We’ve caught a couple of young raccoons in no-kill traps, but the older ones are way too smart for that. The coyotes sing outside every night, mocking us, but generally leave us alone (although my farm dogs are terrified of them and they got my cats).

I would have no doubts about them messing with my prescriptions and threatening pharmacists with “consequences” if they actually filled a 90 day scrip for a single copay.

1 Like
#18

hahahaha. They have invaded and are occupying the countries of Japan and Germany. There’s nothing they wont do.

#19

@mohe0001 “I don’t think I would feel ‘disabled’ in the same way if it wasn’t for the healthcare environment. Do you think we have a different relationship with our illness because we all sorta feel like there are these unknown forces trying to kill us…I mean, in additional to the normal diabetes ones. Maybe you all are more healthy than us (mentally).”

This is definitely a real thing!

I just graduated high school. There’s a law that before you go on a school bus for a field trip you have to go to the nurses office and test your blood sugar. My school was weird and we had pretty frequent field trips.

I am not okay with testing my blood sugar for non medical reasons. Especially as I was required to do it because I might not be safe on the school bus, but we left early in the morning and after a meal my blood sugars change a lot so the reading wouldn’t even be representative of what my blood sugar was on the trip.

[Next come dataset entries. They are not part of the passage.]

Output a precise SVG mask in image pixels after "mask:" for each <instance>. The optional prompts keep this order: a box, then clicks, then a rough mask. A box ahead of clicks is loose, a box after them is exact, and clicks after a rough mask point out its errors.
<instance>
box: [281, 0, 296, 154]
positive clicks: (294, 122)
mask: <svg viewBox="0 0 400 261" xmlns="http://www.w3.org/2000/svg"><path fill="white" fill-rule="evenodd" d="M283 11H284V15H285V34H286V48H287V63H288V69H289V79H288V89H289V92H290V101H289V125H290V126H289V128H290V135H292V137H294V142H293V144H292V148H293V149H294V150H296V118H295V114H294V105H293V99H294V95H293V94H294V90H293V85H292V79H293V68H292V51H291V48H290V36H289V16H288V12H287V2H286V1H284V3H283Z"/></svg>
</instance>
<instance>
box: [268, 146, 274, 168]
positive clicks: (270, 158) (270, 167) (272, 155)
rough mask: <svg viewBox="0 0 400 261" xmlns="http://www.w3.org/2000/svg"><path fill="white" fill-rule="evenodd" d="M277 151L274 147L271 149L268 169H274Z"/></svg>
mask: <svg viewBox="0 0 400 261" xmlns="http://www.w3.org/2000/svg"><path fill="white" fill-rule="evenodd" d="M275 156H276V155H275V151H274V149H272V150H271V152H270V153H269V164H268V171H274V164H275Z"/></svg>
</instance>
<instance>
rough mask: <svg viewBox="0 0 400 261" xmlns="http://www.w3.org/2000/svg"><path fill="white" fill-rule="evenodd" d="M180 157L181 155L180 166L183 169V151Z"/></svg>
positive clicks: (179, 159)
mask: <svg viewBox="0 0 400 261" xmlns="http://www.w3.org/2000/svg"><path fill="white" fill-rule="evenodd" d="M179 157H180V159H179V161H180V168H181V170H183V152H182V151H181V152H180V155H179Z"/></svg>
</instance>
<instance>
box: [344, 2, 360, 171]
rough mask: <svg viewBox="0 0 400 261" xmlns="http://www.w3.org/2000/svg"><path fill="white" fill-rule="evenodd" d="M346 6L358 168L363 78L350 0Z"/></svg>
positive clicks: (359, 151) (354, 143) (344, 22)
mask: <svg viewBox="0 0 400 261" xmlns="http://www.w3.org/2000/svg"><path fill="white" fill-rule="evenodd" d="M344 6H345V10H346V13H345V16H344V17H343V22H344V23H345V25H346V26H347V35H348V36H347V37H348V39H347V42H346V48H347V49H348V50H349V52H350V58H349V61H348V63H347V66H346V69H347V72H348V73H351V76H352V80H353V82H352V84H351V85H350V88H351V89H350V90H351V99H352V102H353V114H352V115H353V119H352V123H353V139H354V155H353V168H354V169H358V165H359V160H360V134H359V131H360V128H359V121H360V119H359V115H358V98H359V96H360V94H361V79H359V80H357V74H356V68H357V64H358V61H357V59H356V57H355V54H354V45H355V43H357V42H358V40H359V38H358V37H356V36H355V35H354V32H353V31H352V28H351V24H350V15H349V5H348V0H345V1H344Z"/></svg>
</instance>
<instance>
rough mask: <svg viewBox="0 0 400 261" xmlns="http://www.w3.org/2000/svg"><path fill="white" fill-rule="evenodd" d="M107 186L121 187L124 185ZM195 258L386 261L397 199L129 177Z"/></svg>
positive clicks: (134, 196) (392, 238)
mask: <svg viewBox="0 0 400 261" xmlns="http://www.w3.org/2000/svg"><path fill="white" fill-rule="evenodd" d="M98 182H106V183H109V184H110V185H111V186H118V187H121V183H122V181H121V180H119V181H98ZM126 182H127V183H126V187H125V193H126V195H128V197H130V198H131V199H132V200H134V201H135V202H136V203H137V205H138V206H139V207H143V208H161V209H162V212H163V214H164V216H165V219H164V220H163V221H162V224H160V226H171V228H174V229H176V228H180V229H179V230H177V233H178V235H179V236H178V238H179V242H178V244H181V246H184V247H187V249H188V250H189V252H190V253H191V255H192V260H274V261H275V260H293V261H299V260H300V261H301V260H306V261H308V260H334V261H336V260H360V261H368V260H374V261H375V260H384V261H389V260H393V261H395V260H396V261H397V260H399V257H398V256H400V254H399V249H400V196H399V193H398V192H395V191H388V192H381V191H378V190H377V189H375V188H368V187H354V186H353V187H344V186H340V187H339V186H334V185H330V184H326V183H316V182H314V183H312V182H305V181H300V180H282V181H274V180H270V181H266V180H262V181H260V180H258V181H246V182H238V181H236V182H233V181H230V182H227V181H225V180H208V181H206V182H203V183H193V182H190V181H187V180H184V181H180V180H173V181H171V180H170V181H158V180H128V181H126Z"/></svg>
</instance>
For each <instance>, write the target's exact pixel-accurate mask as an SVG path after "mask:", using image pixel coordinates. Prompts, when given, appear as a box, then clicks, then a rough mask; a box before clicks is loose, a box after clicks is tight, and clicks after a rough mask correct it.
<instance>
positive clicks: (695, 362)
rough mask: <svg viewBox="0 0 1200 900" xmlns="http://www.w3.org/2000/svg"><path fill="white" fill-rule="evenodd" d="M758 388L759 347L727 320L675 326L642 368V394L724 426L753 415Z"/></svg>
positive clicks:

When I brought up how much constantly having to make myself bleed for a non medical reason upsets me, I was snarkily told there was nothing I could do about it. I spent a whole summer upset about how these nurses who barley knew me were allowed to make decisions about the health issue I had managed for years without ever being hospitalized. But when I brought it up with my endo she easily added to my school orders that I didn’t have to retest, just check in and tell them what my blood sugar was at breakfast. I didn’t want to be singled out and have everyone annoyed with me because I was making us leave late at all, but this was the compromise.

Now I’m in college. My last A1c was .1 above my goal which my doc was thrilled about for my first semester managing my diabetes by myself. I spend a lot less time crying and feeling like I’m doomed because of my immune system. I barley even worry about my diabetes anymore and I’m still getting great results even though it’s actually so much harder to manage my blood sugars in college. The only difference is I don’t have some random person constantly infringing on my decisions and pulling me out of classes to remind me I have a disability even though my blood sugars are fine and they just had some paper work they have to do to cover their butts.

3 Likes
#20

That’s a reasonable thing to be mad about, @Brodie1.

I’m not sure how we change things we don’t like. I, honestly, never found an opportunity to do that until I was in graduate school (25 years of diabetes). Even then, it might not work. But, its always worth a try because those opportunities don’t pop up very often. When you see them, you gotta act. Damn, it feels good to do that. https://www.youtube.com/watch?v=6IJCFc_qkHw

PS. Nobody listens to you in high school or your undergrad. But, in graduate school they want to know what you think about things and you have more influence. Store up those stories and experiences. They have value down the road. Even of nobody listen now, they will later.